How to check for floating point precision in Double

Question

Take this simple function for example.

   int checkIfTriangleIsValid(double a, double b, double c) {
      //fix the precision problem
      int c1, c2, c3;
      c1 = a+b>c ? 0 : 1;
      c2 = b+c>a ? 0 : 1;
      c3 = c+a>b ? 0 : 1;
      if(c1 == 0 && c2 == 0 && c3 == 0)
        return 0;
      else {
        printf("%d, %d, %d\n",c1, c2, c3);
        return 1;
      }
   } 

I place for a = 1.923 , b = 59.240 , c = 61.163

Now for some reason when I check for the condition in c1 it should give me 1, but instead, it gives me 0. I tried to do a printf with %.30f and found that the values later changes.

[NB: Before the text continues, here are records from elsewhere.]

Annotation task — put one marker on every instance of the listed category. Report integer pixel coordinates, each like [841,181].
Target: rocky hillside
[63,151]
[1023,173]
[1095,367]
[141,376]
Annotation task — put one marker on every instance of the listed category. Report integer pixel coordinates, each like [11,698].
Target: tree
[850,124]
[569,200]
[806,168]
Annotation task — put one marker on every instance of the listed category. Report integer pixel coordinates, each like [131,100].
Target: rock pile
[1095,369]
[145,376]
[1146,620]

How can I fix this problem?

EDIT: I checked the other questions that are similar to mine but they don't even have a double.

Answer 1

Likely your C implementation uses the IEEE-754 basic 64-bit binary floating-point format for double . When 1.923 , 59.240 , and 61.163 are properly converted to the nearest values representable in double , the results are exactly:

• 1.9230000000000000426325641456060111522674560546875,
• 59.24000000000000198951966012828052043914794921875, and
• 61.1629999999999967030817060731351375579833984375.

As you can see, the first two of these sum to more than the third. This means that, by the time you assign these values to double objects, they have already been altered in a way that changes their relationship. No subsequent calculations can repair this, because the original information is gone.

Since no solution after conversion to double can work, you need a solution that operates before or instead of conversion to double . If you want to compute exactly, or more precisely, with the values 1.923, 59.240, and 61.163, you may need to write your own decimal arithmetic code or find some other code that supports decimal arithmetic. If you only want to work with numbers with three decimal places, then a possible solution is to write some code that reads input such as “59.240” and returns it in an integer object scaled by 1000, so that 59240 is returned. The resulting values could then easily be tested for the triangle inequality.

Answer 2

when I check for the condition in c1 it should give me 1, but instead it gives me 0
How can I fix this problem?

Change your expectations.

A typical double can represent exactly about 2 ⁶⁴ different values. 1.923, 59.240, 61.163 are typically not in that set as double is usually encoded in a binary way. eg binary64 .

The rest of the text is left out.